Insider trading by WA government staff following a major contract decision can't be ruled out, the transport minister says, but insists his office wasn't privy to the information before a share price surge.

The Australian Securities Exchange queried NRW Holdings in February before and after it announced it had won the design, construction and maintenance contract for the $2 billion Forrestfield Airport Link, noting its share price had soared.

The contract award was announced on February 18 but the company’s share price moved substantially in the preceding days, rising from 4.9 cents on February 12 to 6.4 cents on February 15.

The corporate regulator, the Australian Securities and Investments Commission, is now investigating possible insider trading among state government staff, taking documents from Mr Nalder’s office and public servants involved in the project’s tender process.

Mr Nalder said he had been told the tender evaluation committee didn’t make its decision until February 16 – the day after the share price spike – while his office was notified on February 17.

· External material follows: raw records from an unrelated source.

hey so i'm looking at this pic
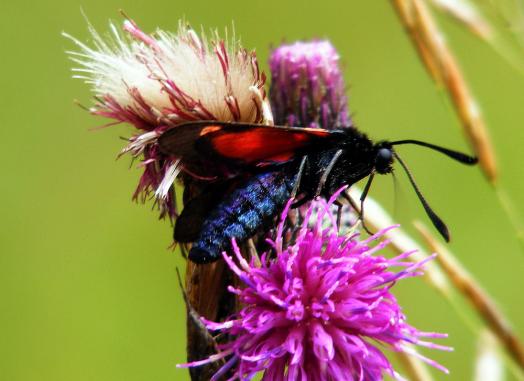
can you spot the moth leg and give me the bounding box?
[291,194,312,208]
[342,190,361,218]
[359,174,376,236]
[179,243,189,259]
[291,156,308,198]
[334,199,343,230]
[342,189,374,236]
[315,149,344,197]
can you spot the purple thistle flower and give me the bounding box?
[179,189,452,380]
[269,40,351,129]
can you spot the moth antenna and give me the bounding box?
[393,152,450,241]
[390,140,478,165]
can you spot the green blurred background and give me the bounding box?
[1,0,523,380]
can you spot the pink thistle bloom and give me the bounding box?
[180,190,452,380]
[64,19,269,219]
[269,40,351,129]
[269,40,357,233]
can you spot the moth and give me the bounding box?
[159,121,477,263]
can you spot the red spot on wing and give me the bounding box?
[210,127,331,164]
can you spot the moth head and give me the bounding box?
[374,143,394,175]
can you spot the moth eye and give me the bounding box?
[377,148,392,162]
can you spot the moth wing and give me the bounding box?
[174,180,235,242]
[158,121,342,177]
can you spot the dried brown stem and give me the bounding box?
[185,260,236,380]
[391,0,497,183]
[183,231,263,380]
[414,221,524,371]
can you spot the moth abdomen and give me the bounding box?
[188,170,296,263]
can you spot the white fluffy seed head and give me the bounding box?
[64,23,162,109]
[64,20,266,124]
[63,19,270,213]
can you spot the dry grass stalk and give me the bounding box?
[414,221,524,370]
[429,0,524,74]
[396,347,436,381]
[474,330,505,381]
[391,0,498,183]
[428,0,493,39]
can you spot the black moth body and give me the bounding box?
[158,121,477,264]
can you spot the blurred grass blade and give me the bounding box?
[397,346,436,381]
[391,0,498,183]
[430,0,524,74]
[347,188,451,296]
[428,0,493,39]
[474,330,505,381]
[495,187,524,254]
[414,221,524,371]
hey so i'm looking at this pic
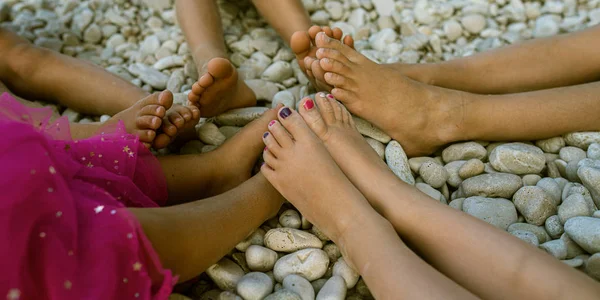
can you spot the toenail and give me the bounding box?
[263,132,269,138]
[319,92,327,98]
[327,94,334,99]
[279,108,292,119]
[268,120,276,127]
[303,99,314,110]
[264,147,268,151]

“We received that information well and truly after that share price spike so there can be no assertion that anybody in my ministerial office had anything to do with that,” he told parliament.

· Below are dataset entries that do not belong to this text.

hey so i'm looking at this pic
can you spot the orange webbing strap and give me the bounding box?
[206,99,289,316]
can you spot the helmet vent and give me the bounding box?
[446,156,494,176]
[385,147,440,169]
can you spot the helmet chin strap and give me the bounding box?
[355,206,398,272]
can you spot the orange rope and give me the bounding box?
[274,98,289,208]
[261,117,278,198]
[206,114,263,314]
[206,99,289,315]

While Mr Nalder said ASIC had so far not indicated there should be any concern about the conduct of any state government employee, he could not rule out any wrongdoing.

“I cannot stand here and categorically say that someone within the staff has done something right or wrong.

“But what I can assure you is that my office was not informed at the time of that share price spike – there was no flow of information to my office.”

After fellow MPs said it appeared insider trading had indeed taken place, Mr Nalder told reporters he shared their concern, but pointed out parties other than public servants were involved in the tender process.

“It’s too premature to say – it doesn’t look good and so therefore I support the investigation.

“What I don’t support is running off and assuming … that someone within the state government has actually undertaken an illegal activity.”

Mr Nalder said he personally had done nothing wrong.

The opposition, however, said Mr Nalder had downplayed the issue and misled parliament because it appeared he had briefed Premier Colin Barnett on the contract on February 15.